IRELAND’S ONLY mobile barber is about to hang up his scissors after 20 years on the road.
Businessman Eamon Friel is about to retire, but he is adamant he wants to leave his salon in safe hands. The 62-year-old has cut hair across Co Donegal for the past two decades, but has now decided to take a back seat.
However, he wants to pass on the tradition to someone who will help cut the hair of people across Donegal, from Dungloe to Glenties.
Friel, who was born in Scotland to Donegal parents, moved to Ireland in 1978 after training as a barber in Glasgow.
He tried his hand at a number of jobs, including building, but always had a love for cutting hair.
It was while travelling across Donegal that he noticed a lack of barber shops in rural towns in the northwest. “I saw a real opening, and at first I thought I could rent a room here or there for a day, but that was difficult.
“I then thought I could get a trailer and put it on to the back of a car and tow it around, but I didn’t fancy the idea of towing a trailer.
“I then spotted a mobile bank doing the rounds and I knew that was the answer,” he said.
In 1991 Friel bought a Fiat Iveco, which was an old AIB mobile bank, and set about customising it to his own needs for the barber shop.
He has been travelling on certain days to various towns across Donegal, including Falcarragh, Gaoth Dobhair, Dungloe, Milford, Ramelton, Rathmullan and Glenties.
Despite enjoying a wonderfully rewarding career, the father of five from Milford admits that things didn’t get off to the best of starts. “I thought I would follow the farmers’ marts around the county and pull up outside the marts when farmers were waiting to buy and sell livestock.

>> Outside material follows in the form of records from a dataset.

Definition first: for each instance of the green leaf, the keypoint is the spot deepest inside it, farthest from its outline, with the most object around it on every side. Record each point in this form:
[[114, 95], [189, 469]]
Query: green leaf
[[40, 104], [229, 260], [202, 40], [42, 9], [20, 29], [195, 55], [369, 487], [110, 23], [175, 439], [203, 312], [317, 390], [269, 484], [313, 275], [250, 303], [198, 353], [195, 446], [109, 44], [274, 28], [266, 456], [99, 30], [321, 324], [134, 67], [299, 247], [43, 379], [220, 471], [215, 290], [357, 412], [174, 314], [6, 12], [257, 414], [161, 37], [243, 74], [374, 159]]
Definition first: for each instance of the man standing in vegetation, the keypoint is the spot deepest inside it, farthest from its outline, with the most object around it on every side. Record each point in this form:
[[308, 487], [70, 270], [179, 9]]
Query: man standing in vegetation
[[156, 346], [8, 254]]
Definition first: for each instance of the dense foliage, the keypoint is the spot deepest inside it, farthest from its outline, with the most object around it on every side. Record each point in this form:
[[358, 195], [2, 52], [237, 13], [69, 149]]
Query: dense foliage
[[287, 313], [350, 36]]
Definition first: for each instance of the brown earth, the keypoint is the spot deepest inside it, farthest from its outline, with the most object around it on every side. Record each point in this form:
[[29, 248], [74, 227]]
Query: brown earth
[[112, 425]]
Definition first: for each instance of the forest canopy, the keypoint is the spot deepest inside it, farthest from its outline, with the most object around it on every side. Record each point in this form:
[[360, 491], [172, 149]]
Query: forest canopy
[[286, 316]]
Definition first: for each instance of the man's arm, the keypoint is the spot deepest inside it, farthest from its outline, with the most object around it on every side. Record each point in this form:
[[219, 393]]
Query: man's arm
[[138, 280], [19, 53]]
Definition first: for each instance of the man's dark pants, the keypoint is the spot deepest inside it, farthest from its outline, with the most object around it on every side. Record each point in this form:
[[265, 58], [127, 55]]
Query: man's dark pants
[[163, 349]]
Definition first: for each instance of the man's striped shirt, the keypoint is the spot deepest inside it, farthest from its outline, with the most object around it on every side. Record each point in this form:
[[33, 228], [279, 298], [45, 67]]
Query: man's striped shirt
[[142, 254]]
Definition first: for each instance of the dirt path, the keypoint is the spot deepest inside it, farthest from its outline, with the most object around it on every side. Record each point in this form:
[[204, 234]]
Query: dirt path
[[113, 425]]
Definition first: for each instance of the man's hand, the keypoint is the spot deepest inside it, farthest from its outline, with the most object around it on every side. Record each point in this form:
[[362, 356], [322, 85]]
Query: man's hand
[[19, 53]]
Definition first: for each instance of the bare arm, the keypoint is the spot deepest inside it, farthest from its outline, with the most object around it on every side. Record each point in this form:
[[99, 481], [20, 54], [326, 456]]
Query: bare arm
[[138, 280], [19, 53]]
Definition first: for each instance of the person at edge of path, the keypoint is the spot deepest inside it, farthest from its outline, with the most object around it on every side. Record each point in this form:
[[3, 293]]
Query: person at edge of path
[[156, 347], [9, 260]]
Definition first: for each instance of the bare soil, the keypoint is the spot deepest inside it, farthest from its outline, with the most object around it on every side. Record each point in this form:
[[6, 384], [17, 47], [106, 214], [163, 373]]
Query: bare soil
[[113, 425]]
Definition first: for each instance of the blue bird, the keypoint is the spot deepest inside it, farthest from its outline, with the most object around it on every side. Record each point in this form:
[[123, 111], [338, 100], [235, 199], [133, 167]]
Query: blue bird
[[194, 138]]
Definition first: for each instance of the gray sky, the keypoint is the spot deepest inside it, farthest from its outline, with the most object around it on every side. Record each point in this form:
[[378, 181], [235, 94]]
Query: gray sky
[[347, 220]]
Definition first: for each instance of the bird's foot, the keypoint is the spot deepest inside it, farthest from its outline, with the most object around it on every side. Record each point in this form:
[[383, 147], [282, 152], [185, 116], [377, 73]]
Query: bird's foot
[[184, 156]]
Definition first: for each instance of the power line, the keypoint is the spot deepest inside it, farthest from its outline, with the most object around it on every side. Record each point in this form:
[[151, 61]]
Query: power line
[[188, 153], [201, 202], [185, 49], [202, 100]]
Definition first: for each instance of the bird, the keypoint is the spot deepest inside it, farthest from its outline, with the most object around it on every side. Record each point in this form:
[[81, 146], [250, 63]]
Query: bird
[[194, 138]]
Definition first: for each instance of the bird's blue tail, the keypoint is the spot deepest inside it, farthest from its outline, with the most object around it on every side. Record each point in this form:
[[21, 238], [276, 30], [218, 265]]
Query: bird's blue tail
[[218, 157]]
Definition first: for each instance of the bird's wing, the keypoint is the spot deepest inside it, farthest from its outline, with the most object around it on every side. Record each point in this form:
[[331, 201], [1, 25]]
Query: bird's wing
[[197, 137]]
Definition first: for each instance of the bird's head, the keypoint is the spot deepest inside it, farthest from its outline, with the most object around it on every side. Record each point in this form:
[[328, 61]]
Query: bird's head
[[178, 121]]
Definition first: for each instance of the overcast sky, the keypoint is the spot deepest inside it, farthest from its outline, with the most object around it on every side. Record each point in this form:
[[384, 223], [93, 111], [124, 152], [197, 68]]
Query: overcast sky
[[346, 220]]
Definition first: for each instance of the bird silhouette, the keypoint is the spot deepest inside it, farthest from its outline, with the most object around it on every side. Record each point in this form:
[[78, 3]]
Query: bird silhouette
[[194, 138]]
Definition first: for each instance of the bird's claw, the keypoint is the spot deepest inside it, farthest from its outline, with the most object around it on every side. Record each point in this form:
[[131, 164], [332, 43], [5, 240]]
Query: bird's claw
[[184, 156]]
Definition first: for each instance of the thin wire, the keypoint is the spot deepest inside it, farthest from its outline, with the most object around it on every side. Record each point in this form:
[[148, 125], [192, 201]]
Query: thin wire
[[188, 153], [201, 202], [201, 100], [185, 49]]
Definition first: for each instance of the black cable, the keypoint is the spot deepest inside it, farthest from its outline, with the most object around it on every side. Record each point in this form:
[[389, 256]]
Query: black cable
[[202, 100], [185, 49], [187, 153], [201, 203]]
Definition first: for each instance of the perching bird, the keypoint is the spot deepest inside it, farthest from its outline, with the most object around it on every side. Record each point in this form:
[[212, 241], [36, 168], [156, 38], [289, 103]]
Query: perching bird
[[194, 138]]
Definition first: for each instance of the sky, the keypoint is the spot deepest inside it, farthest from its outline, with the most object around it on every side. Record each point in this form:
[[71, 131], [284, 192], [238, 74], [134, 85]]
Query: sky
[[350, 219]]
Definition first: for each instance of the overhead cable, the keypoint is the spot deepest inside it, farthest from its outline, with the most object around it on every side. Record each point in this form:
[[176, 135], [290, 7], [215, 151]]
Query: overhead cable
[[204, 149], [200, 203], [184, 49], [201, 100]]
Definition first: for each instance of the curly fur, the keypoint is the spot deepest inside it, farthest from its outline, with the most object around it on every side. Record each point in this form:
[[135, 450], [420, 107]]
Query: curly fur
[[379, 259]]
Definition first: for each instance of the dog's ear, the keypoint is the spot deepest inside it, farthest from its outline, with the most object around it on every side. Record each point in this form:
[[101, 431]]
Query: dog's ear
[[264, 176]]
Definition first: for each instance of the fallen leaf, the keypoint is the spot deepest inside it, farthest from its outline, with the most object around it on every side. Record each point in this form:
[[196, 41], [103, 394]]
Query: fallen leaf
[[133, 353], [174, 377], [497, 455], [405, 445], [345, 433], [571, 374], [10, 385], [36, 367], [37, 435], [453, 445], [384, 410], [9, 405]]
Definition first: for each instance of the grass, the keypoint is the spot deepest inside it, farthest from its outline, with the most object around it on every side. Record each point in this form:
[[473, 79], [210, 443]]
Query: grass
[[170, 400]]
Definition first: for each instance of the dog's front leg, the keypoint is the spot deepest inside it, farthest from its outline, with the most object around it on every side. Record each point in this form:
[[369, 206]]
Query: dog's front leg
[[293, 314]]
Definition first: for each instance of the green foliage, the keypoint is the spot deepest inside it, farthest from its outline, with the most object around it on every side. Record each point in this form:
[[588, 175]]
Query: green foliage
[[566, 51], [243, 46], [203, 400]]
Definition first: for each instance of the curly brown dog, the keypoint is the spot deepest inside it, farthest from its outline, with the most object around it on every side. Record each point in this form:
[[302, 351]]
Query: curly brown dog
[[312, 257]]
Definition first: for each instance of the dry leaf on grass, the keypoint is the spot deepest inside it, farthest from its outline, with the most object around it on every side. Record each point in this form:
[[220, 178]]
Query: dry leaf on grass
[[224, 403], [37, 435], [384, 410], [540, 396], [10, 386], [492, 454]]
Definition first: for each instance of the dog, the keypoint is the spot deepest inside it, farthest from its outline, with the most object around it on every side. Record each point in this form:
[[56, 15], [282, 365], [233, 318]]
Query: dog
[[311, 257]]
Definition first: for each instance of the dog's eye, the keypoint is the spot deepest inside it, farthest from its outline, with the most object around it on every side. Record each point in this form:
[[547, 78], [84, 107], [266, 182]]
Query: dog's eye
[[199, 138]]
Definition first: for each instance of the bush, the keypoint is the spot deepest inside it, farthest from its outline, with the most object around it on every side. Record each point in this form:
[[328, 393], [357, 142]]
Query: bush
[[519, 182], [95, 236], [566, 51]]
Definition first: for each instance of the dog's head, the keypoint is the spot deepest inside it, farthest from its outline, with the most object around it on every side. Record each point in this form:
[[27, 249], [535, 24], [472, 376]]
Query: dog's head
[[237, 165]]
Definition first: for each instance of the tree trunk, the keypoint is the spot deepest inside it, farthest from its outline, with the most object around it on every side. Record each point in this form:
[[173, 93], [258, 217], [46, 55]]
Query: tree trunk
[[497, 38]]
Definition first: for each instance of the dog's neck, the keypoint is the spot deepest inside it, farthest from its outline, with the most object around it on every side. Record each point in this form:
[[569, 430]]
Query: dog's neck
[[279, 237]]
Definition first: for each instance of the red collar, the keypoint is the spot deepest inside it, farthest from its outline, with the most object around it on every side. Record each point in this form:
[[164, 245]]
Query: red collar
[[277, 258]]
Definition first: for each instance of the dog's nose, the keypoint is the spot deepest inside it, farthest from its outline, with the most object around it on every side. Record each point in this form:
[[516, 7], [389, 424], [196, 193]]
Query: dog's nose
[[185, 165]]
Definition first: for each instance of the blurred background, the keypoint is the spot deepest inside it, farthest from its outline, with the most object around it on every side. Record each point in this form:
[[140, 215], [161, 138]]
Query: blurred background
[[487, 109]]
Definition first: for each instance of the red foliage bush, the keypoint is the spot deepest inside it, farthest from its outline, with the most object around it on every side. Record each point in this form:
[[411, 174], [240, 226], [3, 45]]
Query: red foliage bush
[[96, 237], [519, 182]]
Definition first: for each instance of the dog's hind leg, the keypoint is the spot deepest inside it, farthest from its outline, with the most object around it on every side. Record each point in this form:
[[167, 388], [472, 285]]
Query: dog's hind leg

But it was a disaster. They just didn’t seem to be interested.”
He has encountered some protest from women after refusing to cut their hair. “I am a man’s barber and that is what I trained as. I have been called a male chauvinist because I don’t cut women’s hair, but that’s just how it is,” he said.
Friel has trimmed the locks of Sinn Féin president Gerry Adams, who has a holiday home near Falcarragh. “I didn’t get into a big political conversation with him. We just stuck to the usual chat about the weather.”
Now as he prepares to hang up his razor and comb, Friel wants someone to take over his “run”.
“It’s a good business opportunity . . . It has provided a life for myself, my wife Sheila and our children.
“I would like to think that the van could do the same for someone else.”